There has also been a 57 per cent increase in children added to our spinal surgery waiting list. We are doing all we can to reduce waiting times and will continue to do so.
Welcome to our live coverage of the appearance of executives from Children’s Health Ireland before the Oireachtas Committee on Health today to answer questions about spinal surgery procedures carried out in Temple Street Hospital.
An independent investigation found 19 children with spina bifida suffered serious complications after they were operated on in the hospital. One child was readmitted to the operating theatre 33 times after her initial operation.
It also emerged in the course of those outside investigations that coiled springs, which were commercial rather than medical devices, were used in three patients with spina bifida.
Spinal surgery procedures at Temple Street hospital will now be reviewed by a UK-based surgeon Dr Selvadurai Nayagam.

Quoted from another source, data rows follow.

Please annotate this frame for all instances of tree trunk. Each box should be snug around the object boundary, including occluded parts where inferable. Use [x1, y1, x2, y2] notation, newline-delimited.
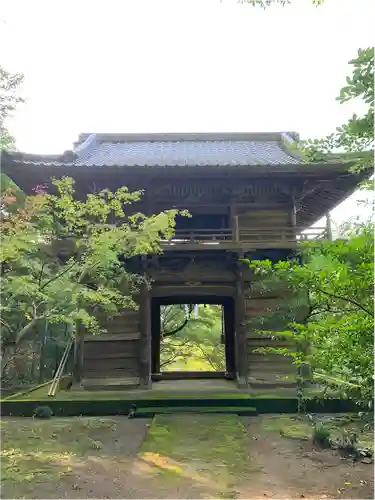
[0, 346, 14, 379]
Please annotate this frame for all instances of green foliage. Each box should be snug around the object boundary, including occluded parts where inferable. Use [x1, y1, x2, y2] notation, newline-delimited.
[237, 0, 324, 8]
[161, 304, 225, 371]
[250, 222, 375, 402]
[0, 178, 181, 376]
[303, 47, 375, 170]
[34, 406, 53, 419]
[0, 66, 23, 151]
[312, 422, 331, 448]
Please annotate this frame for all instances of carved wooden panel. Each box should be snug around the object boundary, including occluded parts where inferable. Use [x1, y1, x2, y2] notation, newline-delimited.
[150, 179, 294, 207]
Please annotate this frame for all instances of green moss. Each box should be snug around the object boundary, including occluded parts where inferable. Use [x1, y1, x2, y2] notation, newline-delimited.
[15, 386, 250, 401]
[0, 418, 114, 484]
[261, 415, 312, 439]
[141, 415, 253, 481]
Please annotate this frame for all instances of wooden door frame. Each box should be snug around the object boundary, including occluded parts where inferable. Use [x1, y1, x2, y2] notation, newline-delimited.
[151, 294, 236, 380]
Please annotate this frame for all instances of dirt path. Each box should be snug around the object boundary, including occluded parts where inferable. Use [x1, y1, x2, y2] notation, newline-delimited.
[0, 416, 375, 500]
[238, 418, 375, 500]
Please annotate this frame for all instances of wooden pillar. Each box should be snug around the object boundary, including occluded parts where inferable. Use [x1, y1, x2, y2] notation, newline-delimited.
[290, 196, 297, 241]
[139, 283, 151, 389]
[229, 202, 240, 241]
[326, 212, 333, 241]
[73, 325, 85, 386]
[234, 262, 248, 387]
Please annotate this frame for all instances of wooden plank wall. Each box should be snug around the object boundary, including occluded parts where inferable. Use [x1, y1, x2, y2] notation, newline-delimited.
[245, 288, 296, 387]
[235, 204, 293, 241]
[83, 310, 140, 379]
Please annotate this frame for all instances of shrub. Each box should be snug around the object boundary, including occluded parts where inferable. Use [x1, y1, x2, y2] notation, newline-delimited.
[33, 406, 53, 419]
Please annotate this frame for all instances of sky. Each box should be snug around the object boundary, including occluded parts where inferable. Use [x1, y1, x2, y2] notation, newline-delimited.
[0, 0, 375, 225]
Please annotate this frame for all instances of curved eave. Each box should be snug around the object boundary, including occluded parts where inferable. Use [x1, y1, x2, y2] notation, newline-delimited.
[0, 158, 373, 227]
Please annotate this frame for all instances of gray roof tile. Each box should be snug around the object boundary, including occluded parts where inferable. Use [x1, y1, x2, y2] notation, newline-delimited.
[74, 140, 300, 167]
[3, 133, 301, 167]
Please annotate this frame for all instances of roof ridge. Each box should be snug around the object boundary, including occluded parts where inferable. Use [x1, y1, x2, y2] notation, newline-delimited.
[74, 131, 299, 145]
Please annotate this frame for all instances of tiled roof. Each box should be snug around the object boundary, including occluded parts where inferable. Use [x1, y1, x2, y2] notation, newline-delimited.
[75, 134, 300, 167]
[0, 133, 301, 167]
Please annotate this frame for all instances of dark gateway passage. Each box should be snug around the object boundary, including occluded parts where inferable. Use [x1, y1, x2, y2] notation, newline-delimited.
[151, 296, 235, 380]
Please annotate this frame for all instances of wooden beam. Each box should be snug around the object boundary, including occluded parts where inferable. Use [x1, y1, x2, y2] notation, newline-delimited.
[139, 283, 151, 389]
[234, 262, 248, 387]
[73, 325, 85, 386]
[326, 212, 333, 241]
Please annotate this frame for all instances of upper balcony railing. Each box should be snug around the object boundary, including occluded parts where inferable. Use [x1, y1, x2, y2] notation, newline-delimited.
[162, 227, 327, 250]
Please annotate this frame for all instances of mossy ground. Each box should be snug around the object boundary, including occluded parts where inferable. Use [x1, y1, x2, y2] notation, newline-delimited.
[139, 415, 252, 498]
[0, 418, 115, 484]
[261, 413, 375, 451]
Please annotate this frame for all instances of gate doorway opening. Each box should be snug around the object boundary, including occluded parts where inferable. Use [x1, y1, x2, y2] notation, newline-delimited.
[151, 296, 235, 381]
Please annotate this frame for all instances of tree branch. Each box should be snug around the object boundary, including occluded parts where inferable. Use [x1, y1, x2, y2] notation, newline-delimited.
[316, 288, 375, 318]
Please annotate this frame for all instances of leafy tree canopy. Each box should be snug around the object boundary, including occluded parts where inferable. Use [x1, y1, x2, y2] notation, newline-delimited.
[0, 178, 181, 375]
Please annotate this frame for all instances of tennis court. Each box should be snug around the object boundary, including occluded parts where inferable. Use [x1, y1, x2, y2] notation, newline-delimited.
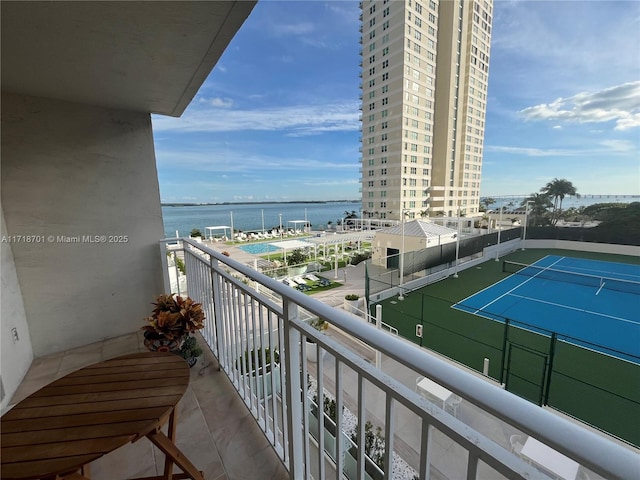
[453, 255, 640, 362]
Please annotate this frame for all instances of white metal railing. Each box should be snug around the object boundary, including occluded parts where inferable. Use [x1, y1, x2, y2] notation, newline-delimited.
[160, 238, 639, 480]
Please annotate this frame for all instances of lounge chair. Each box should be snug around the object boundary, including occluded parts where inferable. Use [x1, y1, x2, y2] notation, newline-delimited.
[282, 277, 298, 287]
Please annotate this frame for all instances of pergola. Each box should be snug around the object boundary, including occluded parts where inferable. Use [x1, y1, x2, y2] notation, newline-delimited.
[306, 230, 376, 278]
[269, 240, 311, 261]
[204, 225, 231, 238]
[287, 220, 309, 231]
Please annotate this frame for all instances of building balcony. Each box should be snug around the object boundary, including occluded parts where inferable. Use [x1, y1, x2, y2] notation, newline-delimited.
[2, 239, 638, 480]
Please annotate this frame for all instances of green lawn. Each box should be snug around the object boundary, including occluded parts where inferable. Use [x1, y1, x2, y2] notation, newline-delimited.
[371, 249, 640, 445]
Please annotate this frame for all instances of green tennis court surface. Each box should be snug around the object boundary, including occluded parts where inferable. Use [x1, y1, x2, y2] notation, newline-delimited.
[453, 255, 640, 363]
[371, 249, 640, 446]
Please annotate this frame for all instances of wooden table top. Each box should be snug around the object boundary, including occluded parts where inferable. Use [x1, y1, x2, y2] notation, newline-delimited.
[0, 352, 189, 480]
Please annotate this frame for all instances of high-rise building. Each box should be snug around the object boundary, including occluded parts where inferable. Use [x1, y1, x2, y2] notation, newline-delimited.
[360, 0, 493, 219]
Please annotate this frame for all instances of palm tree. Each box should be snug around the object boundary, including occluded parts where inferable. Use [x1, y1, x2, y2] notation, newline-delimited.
[520, 193, 553, 225]
[540, 178, 580, 225]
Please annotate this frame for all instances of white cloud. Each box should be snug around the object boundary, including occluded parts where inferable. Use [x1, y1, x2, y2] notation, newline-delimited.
[520, 81, 640, 130]
[485, 140, 637, 158]
[153, 102, 360, 135]
[269, 22, 315, 37]
[200, 97, 233, 108]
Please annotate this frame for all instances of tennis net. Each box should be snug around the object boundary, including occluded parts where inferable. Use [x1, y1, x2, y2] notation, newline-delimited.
[502, 260, 640, 295]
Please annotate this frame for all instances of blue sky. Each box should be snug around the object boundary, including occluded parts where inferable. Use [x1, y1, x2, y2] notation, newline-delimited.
[153, 0, 640, 202]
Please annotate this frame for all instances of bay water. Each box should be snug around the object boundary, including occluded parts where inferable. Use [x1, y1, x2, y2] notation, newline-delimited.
[162, 202, 361, 238]
[162, 195, 640, 238]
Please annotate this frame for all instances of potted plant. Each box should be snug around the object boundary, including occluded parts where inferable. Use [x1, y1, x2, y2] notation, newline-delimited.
[306, 318, 329, 362]
[179, 335, 202, 367]
[142, 294, 205, 352]
[344, 293, 360, 313]
[236, 347, 280, 398]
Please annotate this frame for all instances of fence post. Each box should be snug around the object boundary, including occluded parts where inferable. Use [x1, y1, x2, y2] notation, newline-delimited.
[500, 318, 509, 385]
[542, 332, 558, 405]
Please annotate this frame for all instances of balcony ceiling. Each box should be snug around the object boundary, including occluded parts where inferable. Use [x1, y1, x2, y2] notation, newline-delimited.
[0, 0, 256, 116]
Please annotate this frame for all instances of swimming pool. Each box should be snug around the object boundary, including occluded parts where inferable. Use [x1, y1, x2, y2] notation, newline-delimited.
[238, 242, 282, 255]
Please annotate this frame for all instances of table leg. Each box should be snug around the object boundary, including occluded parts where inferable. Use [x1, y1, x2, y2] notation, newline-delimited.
[164, 407, 176, 480]
[147, 410, 204, 480]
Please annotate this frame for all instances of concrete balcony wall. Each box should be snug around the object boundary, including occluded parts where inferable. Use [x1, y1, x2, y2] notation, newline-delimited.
[0, 206, 33, 412]
[1, 92, 163, 356]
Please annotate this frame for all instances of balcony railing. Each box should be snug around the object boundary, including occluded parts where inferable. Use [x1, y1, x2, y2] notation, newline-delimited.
[161, 238, 638, 480]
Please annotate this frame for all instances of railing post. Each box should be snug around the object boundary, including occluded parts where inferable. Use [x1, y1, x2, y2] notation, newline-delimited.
[210, 257, 225, 370]
[376, 304, 382, 369]
[160, 242, 171, 292]
[283, 299, 304, 480]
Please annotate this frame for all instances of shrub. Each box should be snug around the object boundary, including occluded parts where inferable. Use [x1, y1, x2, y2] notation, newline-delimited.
[287, 248, 307, 265]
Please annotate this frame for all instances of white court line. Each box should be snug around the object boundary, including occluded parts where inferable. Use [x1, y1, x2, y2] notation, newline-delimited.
[473, 257, 565, 315]
[451, 255, 564, 308]
[563, 257, 640, 282]
[504, 293, 640, 325]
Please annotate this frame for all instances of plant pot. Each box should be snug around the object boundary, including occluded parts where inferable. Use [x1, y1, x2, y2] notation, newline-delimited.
[144, 331, 184, 353]
[186, 357, 199, 368]
[305, 340, 318, 363]
[344, 298, 360, 313]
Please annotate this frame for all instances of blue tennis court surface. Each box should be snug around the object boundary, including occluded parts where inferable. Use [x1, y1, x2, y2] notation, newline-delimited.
[453, 256, 640, 363]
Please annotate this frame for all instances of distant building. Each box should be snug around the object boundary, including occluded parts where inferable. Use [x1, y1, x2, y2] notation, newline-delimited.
[360, 0, 493, 220]
[371, 220, 458, 267]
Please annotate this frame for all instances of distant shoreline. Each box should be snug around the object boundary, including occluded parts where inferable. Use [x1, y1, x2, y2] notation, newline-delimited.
[160, 200, 362, 207]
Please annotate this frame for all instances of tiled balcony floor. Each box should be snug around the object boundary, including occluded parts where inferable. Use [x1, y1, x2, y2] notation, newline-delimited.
[12, 333, 289, 480]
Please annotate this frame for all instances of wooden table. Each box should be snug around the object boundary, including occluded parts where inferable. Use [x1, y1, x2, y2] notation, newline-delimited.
[520, 437, 580, 480]
[0, 352, 204, 480]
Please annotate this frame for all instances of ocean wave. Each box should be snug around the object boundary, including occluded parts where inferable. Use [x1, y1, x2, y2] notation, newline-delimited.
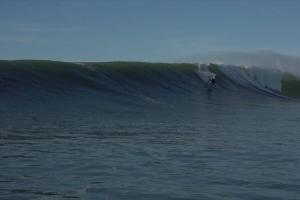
[0, 60, 300, 99]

“The primary focus of this external review will be the clinical care provided by an individual consultant based at CHI at Temple Street, who is currently not conducting surgeries, and in respect of whom a referral has been made to the Medical Council,” the HSE said in a statement on Monday.
The families of those involved have not yet committed to cooperating with the investigation as they believe it will focus on just one individual surgeon and not the culture in the hospital.
Committee chairman Sean Crowe told RTÉ's Morning Ireland on Thursday that members will be seeking answers as to what had happened to children who had undergone operations in the hospital.